Tuesday, October 7, 2014


"I'd like to launch a Facebook page," my client said.

"What's changed?" I asked her. "We discussed that option before, and you thought it wasn't a good fit for you."

"I still don't think it's a great fit," she told me. "My best clients have always come to me from personal referrals. But I've been focused on building my referral network for a while now, and I feel like it's time to do something new."

Whoa! Did I hear correctly? My client says she doesn't think a Facebook page is a good idea for her business, but she's going to create one anyway, because... why?

I've seen this happen many times with professionals who do their own marketing. They'll be rolling along following a simple, effective marketing plan, and then -- pow! -- they blow it off the tracks and start doing something entirely different.

Here are some of the common reasons professionals change their marketing plan while it's still in progress, and what you can do to stop this from happening to you.

1. Bored with doing the same old thing.

Keep your interest alive by adding variety to marketing tasks. If you've been going to the same networking meetings all the time, choose a new one to attend occasionally. (But don't stop going altogether or switch to networking exclusively online.) If you've been faithfully posting to your blog weekly, change it up with a series of short daily posts. (But don't stop posting completely, or start posting to Twitter instead.)

Follow the "just enough" principle. Change just enough of what you're doing for it to become interesting again, but don't throw it out and start anew with something else.

2. Losing faith in what you're doing.

Take steps to create a good plan to begin with, then get a reality check from someone you trust. If your plan was created by essentially throwing darts at a list of possibilities, you won't have much faith in it. Spend the time up front to design a plan that makes sense for your business, current situation, and personality. Consider using Get Clients Now! or The One-Person Marketing Plan Workbook to help you.

When you're unsure whether your plan is on the right track, consult with a friend, colleague, or expert who truly knows your business and how to succeed at it. Remember that most marketing tactics take time to pay off. Getting some outside perspective from a trustworthy source can help you stick with a winning plan that hasn't shown many results yet.

3. Attracted by a Bright Shiny Object.

We entrepreneurs tend to be creative, energetic, and willing to take risks. These qualities often go hand-in-hand with Bright Shiny Object Syndrome -- the attraction to new ideas, a preference for starting as opposed to finishing, and a strong dose of wishful thinking.

Work with a buddy, group, or coach who knows your plan and will remind you why you chose it. Having regular check-ins with a person or group to whom you are accountable is one of the best antidotes to an affinity for shiny distractions.

4. Convinced by someone else you're on the wrong path.

When marketing isn't your specialty, it's easy to be swayed by the opinions of others about what you should and shouldn't be doing. I've seen professionals throw out a perfectly good marketing plan because a friend said it wouldn't work, they read some blog posts from an expert in a whole different industry, or they were sold an expensive program or campaign by a guru or vendor whose only interest was making a sale.
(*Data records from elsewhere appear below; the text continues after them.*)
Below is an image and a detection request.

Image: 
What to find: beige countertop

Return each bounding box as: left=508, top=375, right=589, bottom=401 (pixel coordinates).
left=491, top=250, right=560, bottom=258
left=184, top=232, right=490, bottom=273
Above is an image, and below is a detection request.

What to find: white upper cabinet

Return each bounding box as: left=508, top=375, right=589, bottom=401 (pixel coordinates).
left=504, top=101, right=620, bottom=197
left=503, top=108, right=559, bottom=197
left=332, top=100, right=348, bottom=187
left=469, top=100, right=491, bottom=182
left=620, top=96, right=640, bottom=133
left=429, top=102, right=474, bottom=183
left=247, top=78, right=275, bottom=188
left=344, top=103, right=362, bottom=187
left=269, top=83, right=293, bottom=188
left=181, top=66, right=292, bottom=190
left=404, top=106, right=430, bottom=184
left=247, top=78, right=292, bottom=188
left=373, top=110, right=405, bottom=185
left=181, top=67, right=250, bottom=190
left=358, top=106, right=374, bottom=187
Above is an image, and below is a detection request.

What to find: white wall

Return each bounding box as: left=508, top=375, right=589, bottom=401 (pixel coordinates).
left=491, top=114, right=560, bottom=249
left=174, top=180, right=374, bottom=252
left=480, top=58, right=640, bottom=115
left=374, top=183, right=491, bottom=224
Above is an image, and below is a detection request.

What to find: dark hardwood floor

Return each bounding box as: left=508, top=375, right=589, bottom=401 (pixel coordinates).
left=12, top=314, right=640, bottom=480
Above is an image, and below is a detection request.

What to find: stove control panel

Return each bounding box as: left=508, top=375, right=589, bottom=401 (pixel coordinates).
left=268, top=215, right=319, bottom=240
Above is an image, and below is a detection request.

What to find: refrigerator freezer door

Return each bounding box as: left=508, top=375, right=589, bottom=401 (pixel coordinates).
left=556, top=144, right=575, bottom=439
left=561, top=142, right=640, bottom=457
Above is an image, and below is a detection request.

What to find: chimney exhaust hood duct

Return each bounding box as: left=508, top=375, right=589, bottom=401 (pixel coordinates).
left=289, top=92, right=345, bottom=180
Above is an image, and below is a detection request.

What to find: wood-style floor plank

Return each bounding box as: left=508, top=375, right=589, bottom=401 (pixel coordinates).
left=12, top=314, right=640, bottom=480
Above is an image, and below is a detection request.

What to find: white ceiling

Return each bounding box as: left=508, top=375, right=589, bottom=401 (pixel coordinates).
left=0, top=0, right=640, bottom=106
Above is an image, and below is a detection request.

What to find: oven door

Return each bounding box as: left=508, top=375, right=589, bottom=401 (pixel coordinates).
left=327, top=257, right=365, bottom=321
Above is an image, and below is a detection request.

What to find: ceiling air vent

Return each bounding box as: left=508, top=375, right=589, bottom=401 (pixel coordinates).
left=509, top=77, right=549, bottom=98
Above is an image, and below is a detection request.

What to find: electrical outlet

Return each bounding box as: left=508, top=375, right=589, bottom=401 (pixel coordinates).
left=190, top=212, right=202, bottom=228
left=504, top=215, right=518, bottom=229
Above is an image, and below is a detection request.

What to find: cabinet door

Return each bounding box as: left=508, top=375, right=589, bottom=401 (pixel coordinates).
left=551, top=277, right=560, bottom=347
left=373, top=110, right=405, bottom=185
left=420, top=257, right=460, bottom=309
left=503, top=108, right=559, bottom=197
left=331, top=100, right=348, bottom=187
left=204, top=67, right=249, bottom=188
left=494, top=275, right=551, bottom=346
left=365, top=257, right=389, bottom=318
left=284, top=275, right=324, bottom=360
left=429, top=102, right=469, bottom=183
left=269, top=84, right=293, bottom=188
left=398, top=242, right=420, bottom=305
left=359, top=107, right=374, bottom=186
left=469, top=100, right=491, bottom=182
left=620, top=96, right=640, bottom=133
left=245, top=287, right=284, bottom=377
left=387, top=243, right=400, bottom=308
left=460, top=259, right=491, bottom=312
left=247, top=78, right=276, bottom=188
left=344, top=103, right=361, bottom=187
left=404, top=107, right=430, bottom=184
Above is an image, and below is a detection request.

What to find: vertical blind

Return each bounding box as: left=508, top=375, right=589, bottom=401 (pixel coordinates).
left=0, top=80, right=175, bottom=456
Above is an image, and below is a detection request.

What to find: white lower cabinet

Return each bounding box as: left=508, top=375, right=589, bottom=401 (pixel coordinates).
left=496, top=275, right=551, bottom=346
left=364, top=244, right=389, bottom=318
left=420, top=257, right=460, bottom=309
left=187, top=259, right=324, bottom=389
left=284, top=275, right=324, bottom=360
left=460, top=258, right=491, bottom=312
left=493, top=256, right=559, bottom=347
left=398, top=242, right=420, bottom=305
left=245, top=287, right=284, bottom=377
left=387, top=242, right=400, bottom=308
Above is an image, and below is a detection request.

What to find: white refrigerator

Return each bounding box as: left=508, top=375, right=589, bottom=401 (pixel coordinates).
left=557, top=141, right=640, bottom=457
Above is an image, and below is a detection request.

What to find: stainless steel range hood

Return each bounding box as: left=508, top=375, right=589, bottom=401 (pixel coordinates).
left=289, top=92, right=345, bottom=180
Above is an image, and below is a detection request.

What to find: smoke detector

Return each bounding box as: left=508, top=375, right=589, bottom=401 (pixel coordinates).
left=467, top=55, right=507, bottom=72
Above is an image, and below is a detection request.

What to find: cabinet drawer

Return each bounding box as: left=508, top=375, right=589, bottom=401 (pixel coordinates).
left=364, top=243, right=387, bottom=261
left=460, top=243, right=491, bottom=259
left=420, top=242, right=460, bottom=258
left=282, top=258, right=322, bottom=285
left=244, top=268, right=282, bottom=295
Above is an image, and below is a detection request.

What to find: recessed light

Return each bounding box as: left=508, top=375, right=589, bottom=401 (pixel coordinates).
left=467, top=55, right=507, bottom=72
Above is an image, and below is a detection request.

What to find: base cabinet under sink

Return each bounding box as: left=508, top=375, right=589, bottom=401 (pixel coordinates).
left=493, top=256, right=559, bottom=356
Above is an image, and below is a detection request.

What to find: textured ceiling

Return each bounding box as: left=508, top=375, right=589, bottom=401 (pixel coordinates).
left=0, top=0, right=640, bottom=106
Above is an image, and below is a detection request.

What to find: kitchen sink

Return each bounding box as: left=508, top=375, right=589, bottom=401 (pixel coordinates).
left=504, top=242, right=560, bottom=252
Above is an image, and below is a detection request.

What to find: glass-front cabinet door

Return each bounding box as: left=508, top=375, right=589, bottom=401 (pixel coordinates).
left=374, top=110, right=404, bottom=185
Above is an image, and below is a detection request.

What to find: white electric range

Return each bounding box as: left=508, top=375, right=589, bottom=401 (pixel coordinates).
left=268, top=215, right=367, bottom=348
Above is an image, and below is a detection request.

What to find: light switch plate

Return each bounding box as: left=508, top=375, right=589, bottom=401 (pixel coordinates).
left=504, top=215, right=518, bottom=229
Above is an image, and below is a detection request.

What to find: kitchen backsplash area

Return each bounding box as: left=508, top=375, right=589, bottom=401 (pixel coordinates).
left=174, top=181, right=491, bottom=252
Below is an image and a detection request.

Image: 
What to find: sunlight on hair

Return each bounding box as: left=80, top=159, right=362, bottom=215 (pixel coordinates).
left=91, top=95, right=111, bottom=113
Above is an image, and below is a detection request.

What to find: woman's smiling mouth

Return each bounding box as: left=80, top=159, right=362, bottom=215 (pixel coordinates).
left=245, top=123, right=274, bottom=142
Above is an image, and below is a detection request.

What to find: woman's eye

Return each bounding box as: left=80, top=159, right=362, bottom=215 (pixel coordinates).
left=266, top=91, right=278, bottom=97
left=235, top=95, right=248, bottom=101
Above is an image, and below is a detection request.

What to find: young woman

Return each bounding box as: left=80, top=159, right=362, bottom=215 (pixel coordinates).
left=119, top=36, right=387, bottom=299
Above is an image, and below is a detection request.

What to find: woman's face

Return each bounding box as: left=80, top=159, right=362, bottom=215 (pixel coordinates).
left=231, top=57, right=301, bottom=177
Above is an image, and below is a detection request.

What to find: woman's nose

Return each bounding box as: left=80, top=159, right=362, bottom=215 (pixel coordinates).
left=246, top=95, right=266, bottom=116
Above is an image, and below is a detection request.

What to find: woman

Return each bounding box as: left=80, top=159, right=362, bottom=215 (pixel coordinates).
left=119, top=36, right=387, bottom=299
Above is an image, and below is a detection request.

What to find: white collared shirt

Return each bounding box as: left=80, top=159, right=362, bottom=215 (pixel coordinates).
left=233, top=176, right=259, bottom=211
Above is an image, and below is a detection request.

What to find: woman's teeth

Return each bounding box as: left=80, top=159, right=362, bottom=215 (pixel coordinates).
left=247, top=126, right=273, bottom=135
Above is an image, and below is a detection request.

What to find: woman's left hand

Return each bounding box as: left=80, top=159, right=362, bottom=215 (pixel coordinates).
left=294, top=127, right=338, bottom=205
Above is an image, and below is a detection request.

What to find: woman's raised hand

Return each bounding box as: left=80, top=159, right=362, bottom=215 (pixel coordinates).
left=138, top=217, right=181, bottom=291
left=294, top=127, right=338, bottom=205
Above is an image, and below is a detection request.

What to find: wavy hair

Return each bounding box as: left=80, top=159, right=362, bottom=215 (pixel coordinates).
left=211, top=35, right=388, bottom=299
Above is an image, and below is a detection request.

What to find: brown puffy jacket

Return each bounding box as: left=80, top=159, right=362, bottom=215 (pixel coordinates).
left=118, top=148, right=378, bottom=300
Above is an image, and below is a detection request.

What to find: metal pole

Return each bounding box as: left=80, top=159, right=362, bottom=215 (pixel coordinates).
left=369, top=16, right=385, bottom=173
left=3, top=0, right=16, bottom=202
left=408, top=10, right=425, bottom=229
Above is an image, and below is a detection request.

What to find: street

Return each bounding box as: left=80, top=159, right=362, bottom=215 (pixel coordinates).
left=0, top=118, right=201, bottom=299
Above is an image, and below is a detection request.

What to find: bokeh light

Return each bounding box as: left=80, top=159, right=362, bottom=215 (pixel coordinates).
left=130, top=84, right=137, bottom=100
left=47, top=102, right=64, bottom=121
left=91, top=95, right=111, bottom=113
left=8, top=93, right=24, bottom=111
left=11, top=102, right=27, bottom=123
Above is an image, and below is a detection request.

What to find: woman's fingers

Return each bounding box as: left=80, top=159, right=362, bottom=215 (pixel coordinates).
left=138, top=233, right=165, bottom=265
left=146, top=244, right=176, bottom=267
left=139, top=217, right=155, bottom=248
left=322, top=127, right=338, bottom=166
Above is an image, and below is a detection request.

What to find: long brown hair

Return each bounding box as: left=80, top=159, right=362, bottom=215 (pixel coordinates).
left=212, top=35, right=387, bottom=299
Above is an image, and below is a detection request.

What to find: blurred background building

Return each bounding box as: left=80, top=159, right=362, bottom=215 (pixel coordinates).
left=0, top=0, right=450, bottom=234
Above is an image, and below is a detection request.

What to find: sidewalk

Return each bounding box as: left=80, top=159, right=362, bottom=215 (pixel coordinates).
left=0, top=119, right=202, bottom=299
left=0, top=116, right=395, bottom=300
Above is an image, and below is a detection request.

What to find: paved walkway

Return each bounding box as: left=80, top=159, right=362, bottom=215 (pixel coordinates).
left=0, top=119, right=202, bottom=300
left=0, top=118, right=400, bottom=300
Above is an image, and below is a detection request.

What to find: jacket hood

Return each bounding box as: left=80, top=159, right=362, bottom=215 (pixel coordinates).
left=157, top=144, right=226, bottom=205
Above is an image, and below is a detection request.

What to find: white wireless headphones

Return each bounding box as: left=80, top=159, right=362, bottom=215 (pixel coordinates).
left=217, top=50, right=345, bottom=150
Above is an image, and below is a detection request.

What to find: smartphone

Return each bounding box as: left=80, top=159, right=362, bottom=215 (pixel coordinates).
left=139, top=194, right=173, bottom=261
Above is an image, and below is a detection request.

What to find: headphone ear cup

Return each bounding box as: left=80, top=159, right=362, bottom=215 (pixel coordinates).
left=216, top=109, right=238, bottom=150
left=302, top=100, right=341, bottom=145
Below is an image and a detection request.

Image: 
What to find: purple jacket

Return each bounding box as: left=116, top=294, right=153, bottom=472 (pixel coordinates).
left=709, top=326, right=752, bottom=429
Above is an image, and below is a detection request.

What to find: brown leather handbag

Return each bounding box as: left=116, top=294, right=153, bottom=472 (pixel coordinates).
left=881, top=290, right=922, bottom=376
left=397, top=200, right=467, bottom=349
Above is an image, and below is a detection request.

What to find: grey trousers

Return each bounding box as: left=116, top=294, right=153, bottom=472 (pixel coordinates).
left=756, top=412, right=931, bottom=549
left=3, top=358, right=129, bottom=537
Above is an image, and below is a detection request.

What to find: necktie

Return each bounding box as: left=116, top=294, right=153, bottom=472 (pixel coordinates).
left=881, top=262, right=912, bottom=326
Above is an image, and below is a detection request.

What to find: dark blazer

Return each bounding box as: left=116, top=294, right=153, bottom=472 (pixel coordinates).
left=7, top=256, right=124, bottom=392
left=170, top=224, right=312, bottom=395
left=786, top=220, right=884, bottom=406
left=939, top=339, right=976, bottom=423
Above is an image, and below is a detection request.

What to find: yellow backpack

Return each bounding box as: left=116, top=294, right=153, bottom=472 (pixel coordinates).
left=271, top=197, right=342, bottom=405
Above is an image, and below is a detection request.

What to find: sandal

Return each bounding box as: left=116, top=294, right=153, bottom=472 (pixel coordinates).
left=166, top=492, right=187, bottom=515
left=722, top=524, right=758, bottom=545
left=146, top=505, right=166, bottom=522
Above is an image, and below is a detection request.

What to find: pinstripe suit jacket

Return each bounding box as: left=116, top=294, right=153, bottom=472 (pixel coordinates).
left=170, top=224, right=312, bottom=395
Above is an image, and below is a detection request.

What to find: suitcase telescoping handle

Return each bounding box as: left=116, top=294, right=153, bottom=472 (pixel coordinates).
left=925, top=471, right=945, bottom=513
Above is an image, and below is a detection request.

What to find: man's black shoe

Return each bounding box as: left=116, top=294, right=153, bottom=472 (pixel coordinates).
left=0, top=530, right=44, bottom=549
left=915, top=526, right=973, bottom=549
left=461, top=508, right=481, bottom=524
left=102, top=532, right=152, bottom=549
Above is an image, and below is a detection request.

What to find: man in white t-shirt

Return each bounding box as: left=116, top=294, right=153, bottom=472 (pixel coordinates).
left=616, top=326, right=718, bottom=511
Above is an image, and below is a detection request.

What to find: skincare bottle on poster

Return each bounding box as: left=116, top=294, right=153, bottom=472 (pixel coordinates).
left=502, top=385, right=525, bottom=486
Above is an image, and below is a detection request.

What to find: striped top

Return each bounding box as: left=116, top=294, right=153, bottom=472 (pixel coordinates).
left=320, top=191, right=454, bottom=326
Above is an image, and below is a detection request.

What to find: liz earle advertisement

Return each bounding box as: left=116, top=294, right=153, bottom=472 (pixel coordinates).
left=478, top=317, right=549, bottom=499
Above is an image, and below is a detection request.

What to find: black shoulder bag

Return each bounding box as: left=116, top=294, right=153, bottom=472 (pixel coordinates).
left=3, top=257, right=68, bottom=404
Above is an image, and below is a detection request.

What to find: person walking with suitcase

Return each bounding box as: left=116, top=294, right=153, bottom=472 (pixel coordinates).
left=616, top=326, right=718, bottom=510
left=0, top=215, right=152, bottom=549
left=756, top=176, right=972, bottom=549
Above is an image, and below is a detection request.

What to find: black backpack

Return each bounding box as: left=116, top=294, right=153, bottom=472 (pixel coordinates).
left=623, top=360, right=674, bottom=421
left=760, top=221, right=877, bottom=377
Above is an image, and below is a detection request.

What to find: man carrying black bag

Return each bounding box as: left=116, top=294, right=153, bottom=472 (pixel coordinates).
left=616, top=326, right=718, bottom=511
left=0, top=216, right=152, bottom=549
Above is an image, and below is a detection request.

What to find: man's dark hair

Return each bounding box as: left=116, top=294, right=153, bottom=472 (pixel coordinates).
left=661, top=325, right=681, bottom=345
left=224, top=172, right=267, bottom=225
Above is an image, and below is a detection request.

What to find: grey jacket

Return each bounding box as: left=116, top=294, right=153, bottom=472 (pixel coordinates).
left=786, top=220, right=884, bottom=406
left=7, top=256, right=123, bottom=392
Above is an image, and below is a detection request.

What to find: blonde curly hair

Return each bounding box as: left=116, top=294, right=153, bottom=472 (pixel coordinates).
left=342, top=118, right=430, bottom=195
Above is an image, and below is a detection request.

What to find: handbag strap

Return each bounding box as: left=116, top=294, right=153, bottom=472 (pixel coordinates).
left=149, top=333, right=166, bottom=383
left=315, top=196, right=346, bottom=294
Follow the steps above to create a plan that makes sense, check it out with someone you can trust, keep your interest high, and gain the support of a person or group who will help you stick with it. Then you'll have the confidence to deflect opinions that might send your carefully-designed plan into a tailspin.

Finally, remember that you may think your marketing needs changing long before your prospective clients do. In fact, they may not even be AWARE of your marketing yet -- or of your business. Don't walk away too soon, and miss the payoff from all the hard work you've already done.